Expect Miracles? How asking for a simple miracle changed everything
One of my favorite personal mantras is "Expect Miracles". It's always on the tip of the tongues of Gabby Bernstein and Marianne Williamson. They say that when you believe in miracles and expect them, the miracles show up. Marianne goes as far to say that if you are not regularly experiencing miracles in your life, something is seriously wrong. So I've adopted the “Expect Miracles” mindset and adapted it to my own life--and somehow, some way, this mantra follows me in different ways and the miracles do show up when I ask for them. However they only happen when I'm truly open to them.
For all the positive spiritual practices I incorporate into my life, I'm amazed at how often I'm angry, resentful, complaining, judgmental, controlling and (gasp) jealous of things around me. Despite my best efforts to do meditations, manifestations and prayer practices, I can veer off course very quickly. My husband always recalls a line from Vicky Cristina Barcelona when my mind starts racing or I'm holding him hostage with my self-created drama rants. It’s that scene where Penelope Cruz is yelling at Scarlett Johansson because Scarlett is not sure she wants to be in a 3 way relationship with her and Javier Bardem anymore. Penelope hurls a diagnosis at her: "Chronic dissatisfaction. Chronic dissatisfaction. That’s what you have. Big sickness.” Watch the clip. No matter what, nothing ever seems to be enough for Scarlett. And in truth, I can often identify with that.
I went on vacation last week to Anguilla in the Caribbean – a practical beach paradise--a place where you're supposed to be relaxed and at peace with the world. Yet, the first 3 days were an emotional struggle for me. What I was mainly struggling with is that it was really hard to find an open lounge chair on the beach. If you didn't get there early enough, you were without a chair for the day. So rather than feeling like I was on vacation, I was in competition for chairs and I resented the people who got one and I didn’t. It made my blood boil and every day on the way to the beach I was anxious. I had very little faith. My breaking point was when we had to eat a $90 dollar lunch at a restaurant on the beach before the snobby maître d let us use their lounge chairs. We asked if we could just order at the chairs and he flipped out, “What, do you want to eat with your fingers?” He talked down to us as if we had no manners or social graces. I was ready to walk, but my husband reaffirmed that we had no other hope of a chair, so we ate the lunch. I was having the hardest time accepting that some things were beyond my control or that things weren’t as I thought they might be. To be honest, I didn’t do enough research before booking the trip and once I got there, I wasn’t the best “go with the flow” or “don’t sweat the small stuff” kind of guy. It's like the minute I slowed down on vacation, my mind raced to find the imperfection(s).

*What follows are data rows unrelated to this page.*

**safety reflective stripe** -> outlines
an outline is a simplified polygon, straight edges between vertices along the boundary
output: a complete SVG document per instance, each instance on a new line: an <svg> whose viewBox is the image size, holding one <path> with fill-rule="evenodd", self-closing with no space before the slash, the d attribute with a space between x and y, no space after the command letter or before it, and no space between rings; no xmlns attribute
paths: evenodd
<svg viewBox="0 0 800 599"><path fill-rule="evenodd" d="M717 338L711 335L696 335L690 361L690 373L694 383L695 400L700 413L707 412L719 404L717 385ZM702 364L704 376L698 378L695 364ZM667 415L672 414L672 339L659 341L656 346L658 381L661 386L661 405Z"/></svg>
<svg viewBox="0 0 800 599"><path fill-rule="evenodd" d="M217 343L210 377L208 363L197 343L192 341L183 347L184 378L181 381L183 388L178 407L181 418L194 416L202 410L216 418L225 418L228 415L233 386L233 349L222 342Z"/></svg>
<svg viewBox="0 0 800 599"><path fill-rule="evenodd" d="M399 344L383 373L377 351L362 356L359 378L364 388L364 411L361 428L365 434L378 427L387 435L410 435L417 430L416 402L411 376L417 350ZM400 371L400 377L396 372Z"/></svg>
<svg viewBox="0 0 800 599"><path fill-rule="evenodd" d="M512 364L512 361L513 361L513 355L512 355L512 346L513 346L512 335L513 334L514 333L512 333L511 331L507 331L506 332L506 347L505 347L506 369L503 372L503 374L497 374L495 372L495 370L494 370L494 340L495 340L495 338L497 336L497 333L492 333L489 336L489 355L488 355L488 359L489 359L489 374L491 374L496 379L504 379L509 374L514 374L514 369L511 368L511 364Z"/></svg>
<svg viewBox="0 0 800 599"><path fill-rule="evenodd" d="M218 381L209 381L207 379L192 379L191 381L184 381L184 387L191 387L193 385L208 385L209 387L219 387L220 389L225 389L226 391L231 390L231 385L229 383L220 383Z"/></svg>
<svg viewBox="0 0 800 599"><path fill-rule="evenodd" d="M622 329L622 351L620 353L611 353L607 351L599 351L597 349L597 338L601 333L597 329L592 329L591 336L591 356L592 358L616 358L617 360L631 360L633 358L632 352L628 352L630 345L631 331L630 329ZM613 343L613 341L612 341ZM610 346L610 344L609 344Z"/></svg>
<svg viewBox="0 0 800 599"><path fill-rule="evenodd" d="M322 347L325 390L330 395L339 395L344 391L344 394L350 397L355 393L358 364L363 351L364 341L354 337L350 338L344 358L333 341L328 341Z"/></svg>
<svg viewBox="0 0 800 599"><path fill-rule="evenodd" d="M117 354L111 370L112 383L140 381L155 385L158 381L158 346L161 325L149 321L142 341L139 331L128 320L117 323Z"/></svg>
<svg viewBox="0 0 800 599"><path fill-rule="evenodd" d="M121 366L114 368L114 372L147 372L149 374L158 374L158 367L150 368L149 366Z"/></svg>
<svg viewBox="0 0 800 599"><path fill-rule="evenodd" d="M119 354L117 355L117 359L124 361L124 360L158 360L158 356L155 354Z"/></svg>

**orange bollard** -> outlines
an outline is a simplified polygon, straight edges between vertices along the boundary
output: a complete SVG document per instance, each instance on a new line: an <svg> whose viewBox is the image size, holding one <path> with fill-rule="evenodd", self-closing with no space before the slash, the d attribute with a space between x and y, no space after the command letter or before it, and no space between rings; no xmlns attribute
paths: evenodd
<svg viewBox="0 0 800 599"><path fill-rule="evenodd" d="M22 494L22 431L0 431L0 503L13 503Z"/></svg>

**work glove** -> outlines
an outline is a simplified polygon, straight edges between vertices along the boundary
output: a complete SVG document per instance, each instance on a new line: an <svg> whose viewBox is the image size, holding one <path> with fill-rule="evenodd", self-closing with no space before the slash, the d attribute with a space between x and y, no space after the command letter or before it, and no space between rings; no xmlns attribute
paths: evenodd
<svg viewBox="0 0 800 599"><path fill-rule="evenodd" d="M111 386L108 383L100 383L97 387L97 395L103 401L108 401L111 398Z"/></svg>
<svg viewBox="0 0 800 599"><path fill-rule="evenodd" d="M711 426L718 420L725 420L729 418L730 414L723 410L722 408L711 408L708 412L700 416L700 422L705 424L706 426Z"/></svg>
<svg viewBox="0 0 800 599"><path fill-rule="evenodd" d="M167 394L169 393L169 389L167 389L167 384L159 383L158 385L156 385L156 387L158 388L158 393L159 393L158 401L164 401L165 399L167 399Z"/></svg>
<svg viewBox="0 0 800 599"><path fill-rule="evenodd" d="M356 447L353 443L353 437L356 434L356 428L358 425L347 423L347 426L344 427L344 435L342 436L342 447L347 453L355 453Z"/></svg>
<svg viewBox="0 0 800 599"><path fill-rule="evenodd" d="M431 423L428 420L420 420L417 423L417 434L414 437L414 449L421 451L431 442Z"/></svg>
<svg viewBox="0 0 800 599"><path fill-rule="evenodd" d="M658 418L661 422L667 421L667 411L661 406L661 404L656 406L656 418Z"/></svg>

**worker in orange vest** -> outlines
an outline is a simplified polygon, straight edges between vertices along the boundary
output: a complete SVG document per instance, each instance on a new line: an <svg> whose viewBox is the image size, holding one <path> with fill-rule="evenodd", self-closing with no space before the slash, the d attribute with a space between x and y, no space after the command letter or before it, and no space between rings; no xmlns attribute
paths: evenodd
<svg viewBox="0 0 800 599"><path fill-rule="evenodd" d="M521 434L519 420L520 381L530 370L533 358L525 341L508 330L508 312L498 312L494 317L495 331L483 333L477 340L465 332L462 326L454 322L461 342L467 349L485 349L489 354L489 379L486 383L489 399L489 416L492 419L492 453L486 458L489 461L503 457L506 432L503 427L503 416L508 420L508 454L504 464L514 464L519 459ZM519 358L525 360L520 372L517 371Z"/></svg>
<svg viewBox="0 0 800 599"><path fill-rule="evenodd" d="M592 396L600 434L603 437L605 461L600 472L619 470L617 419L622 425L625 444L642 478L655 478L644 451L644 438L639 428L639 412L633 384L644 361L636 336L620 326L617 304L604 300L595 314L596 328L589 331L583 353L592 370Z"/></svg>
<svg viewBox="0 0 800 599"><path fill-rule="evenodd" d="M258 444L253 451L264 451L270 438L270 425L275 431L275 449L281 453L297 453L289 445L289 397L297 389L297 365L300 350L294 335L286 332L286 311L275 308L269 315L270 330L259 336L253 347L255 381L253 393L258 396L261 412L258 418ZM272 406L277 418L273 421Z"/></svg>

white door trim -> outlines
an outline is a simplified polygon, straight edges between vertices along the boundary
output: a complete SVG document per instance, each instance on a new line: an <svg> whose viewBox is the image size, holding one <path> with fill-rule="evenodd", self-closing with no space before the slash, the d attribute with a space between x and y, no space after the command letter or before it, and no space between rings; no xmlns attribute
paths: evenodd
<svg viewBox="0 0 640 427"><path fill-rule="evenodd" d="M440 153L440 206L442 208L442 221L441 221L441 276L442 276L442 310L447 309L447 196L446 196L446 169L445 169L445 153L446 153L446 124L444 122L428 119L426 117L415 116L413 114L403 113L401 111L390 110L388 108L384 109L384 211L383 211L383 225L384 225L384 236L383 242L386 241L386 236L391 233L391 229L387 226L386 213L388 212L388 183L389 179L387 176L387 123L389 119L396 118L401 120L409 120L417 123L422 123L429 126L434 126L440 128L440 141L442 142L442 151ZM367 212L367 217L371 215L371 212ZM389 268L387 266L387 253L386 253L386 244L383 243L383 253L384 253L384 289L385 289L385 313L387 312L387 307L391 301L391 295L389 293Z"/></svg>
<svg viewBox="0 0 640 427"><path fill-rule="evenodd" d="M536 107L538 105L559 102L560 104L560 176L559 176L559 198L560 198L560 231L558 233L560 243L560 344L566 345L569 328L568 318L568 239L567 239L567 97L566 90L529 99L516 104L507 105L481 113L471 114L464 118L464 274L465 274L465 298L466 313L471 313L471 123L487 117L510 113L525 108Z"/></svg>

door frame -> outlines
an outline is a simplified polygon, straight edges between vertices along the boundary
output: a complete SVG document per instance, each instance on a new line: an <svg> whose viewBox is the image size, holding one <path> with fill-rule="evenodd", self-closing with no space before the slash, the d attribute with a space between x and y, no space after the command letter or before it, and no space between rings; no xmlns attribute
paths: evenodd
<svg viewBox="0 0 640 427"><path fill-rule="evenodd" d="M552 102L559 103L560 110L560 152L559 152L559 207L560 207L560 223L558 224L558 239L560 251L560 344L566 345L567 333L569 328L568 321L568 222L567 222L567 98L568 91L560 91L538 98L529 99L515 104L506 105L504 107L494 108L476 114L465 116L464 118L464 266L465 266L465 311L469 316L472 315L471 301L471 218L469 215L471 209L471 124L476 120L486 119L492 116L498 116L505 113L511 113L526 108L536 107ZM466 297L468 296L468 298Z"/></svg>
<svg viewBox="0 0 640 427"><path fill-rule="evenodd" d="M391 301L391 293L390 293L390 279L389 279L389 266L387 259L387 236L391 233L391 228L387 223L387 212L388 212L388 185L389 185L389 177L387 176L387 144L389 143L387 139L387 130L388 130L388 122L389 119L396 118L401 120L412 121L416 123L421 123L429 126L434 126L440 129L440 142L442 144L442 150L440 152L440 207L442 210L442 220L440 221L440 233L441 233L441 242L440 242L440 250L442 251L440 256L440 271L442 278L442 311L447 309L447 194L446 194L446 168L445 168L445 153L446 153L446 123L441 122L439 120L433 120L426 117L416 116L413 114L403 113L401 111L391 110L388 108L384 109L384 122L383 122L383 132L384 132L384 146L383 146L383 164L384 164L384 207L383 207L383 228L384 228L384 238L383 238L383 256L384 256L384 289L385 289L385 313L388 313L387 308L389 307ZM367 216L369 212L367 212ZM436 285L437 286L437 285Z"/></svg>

I will say this – no matter what the frustration, I stayed open to changing my mindset. I was also trying desperately not to complain to my husband about all the Island’s shortcomings. I kept asking the universe for a miracle and taking deep breaths; asking to see things differently. I went to an adorable church one day for a spiritual time-out. I met this couple, Joe and Jody from Newport, RI—and they were vibe-ing love and light. I had a great chat with them. Jody used to be a news anchor, so we talked about the world of journalism. Then Joe took out this tiny stack of cards and was like, "Choose one". As if this was a tarot card exercise, I drew one blindly. And what did it say? "Expect Miracles". There it was, a reminder from fellow humans, who were perhaps dropped in front of me in that moment at the right time, to give me a card that said Expect Miracles. I felt guided, I felt protected and I felt like my calls to the universe for a miracle had manifested in divine timing. I put this card on the back of my phone, as a reminder, that asking for a miracle really works—when I’m willing to wait for it. My vacation turned a corner after meeting Joe and Jody. It was a chance encounter that reset my mindset. I needed that reminder. I'm so grateful for that afternoon and meeting them. My vacation became filled with miracles that came in the form of meeting great people, feeling more relaxed and I never wanted for a beach chair again for the rest of the week.
I’m not writing this to shed light on what a spoiled dissatisfied brat I can be. To be honest, I always wonder if I should write things like that, for fear that people will run the other way when I cop to my toxic behaviors. But I’m guessing if I feel this way sometimes, there must be others. And if there are others like me, maybe you need a miracle too? So, my experience here is that when I asked for a miracle, it showed up. It changed everything. The miracle manifested. Also, don’t underestimate that you might be someone else’s miracle at any moment on any day. Joe and Jody are miracle workers – and they shared that energy with me.